Additionally, at least one study has suggested that daily intake of the supplements activated charcoal and copper chlorophyllin may temporarily improve the quality of life of individuals afflicted with TMAU by helping their bodies to oxidize and convert TMA to the odorless N-oxide (TMAO) metabolite. Study participants experienced subjective reduction in odor as well as objective reduction in TMA and increase in TMAO concentration measured in their urine. The study found that:
- 85% of test participants experienced complete loss of detectable "fishy" odor
- 10% experienced some reduction in detectable odor
- 5% did not experience any detectable odor reduction

== Secondary trimethylaminuria ==
Although FMO3 mutations account for most known cases of trimethylaminuria, some cases are caused by other factors.

A fish-like body odor can result from extreme excess consumption of TMA precursors such as choline, carnitine and betaine (usually unobtainable via regular dietary intake, it requires high levels of supplement intake). 900mg of trimethylamine, 8g-20g of choline, 3g of carnitine or 20g betatine has been known to cause temporary TMAU-like fish odour symptoms. These symptoms only last until supplement intake has ceased. Note, the RDI for choline is 450-550mg and most typical diets fall below this value, so an excessive amount of precursor is required.

Two cases of the disorder have been identified in adults with liver damage caused by hepatitis. It is unknown if these cases were temporary or not as the individuals did not return for subsequent testing.

In the case where someone is experiencing liver failure or kidney failure, TMA is sometimes an element present as part of fetor hepaticus, the "breath of the dead".

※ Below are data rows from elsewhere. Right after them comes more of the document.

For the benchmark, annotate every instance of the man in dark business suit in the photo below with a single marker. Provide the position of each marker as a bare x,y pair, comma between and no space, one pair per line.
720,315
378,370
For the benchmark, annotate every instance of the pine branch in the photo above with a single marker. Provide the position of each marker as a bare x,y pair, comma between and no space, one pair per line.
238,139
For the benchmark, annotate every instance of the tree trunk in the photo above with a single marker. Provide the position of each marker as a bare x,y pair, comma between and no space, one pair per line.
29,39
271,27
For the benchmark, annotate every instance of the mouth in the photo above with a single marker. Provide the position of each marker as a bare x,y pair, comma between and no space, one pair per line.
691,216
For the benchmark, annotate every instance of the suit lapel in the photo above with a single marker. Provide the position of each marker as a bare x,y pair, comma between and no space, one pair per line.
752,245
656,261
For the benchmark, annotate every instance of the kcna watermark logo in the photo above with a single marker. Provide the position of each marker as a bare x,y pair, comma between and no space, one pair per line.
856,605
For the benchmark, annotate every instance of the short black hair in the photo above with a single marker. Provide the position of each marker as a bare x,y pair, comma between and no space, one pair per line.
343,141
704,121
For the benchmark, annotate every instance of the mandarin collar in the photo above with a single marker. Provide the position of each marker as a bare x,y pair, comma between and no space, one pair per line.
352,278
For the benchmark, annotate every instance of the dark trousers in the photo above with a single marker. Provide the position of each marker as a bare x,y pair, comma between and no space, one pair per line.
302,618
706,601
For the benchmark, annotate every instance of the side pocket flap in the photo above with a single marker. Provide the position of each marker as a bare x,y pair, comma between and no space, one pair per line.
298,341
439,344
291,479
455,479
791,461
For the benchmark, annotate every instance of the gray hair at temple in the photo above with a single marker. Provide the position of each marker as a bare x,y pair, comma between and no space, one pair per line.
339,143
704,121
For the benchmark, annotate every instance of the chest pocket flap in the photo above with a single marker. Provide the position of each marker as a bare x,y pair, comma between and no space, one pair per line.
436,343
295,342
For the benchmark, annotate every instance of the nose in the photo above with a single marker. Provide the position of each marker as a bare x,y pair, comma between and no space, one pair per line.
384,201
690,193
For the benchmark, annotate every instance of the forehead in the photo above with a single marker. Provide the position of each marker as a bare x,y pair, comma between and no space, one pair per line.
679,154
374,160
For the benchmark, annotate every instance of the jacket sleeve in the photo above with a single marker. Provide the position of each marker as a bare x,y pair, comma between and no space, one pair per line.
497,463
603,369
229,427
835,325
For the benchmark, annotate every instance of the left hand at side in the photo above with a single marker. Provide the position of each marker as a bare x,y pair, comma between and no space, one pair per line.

=== TMAU2 and gut dysbiosis ===
There are no studies or case reports that identify gut dysbiosis as a cause for secondary trimethylaminuria. Between the years of 1997 and 2017, Sheffield Children's Hospital in England diagnosed several hundred people with TMAU2, and suggested the majority to be caused by dysbiosis in the gut. There is no reference to scientific research confirming gut dysbiosis alone can cause TMAU2, and this type of diagnosis was not produced at other testing sites. Cases were claimed to be successfully cured with antibiotics and dietary changes as above. In 2017 a new gas chromatography machine and testing procedure was introduced, which has far fewer false positive results, and very few (if any) TMAU2 results.

While the balance of gut bacteria does play a part in the amount of TMA being produced from precursors in the gut (antibiotic treatment temporarily stops odour), gut bacteria in general convert a significant proportion of dietary TMA precursors already. For example, on average 63% of excess choline, and 31% of carnitine (+-13%) are converted to TMA by an average gut profile - even if dysbiosis raised these values to 100%, it would still not meet the thresholds as above for precursor overload on a regular diet. TMAU2 by gut dysbiosis is currently a hypothetical condition requiring further research.

== History ==
The first clinical case of TMAU was described in 1970. Her mother related that her child, a 6 year old girl, had intermittently had a peculiar "fishy" odour. Analysis of her urine showed an elevated level of trimethylamine, and that a chemically pure free base sample of trimethylamine smelled similar to the patient's fishy odor. They tested her condition by giving her more trimethylamine, which substantially increased her odour (which it did not in control subjects).

== Society and culture ==
In 2014, singer/songwriter Cassie Graves was first featured in the Daily Mail, the Daily Mirror, and The Metro UK newspapers in both print and Online, giving an interview about her experiences with Trimethylaminuria. The article was later repurposed in media across the globe, most notably by HuffPost.
The condition featured as a minor storyline in an episode of the hit U.K. drama Doc Martin series five, episode 4.

In Alexander Payne's 2023 movie The Holdovers, the central character Paul Hunham (played by Paul Giamatti), has the condition.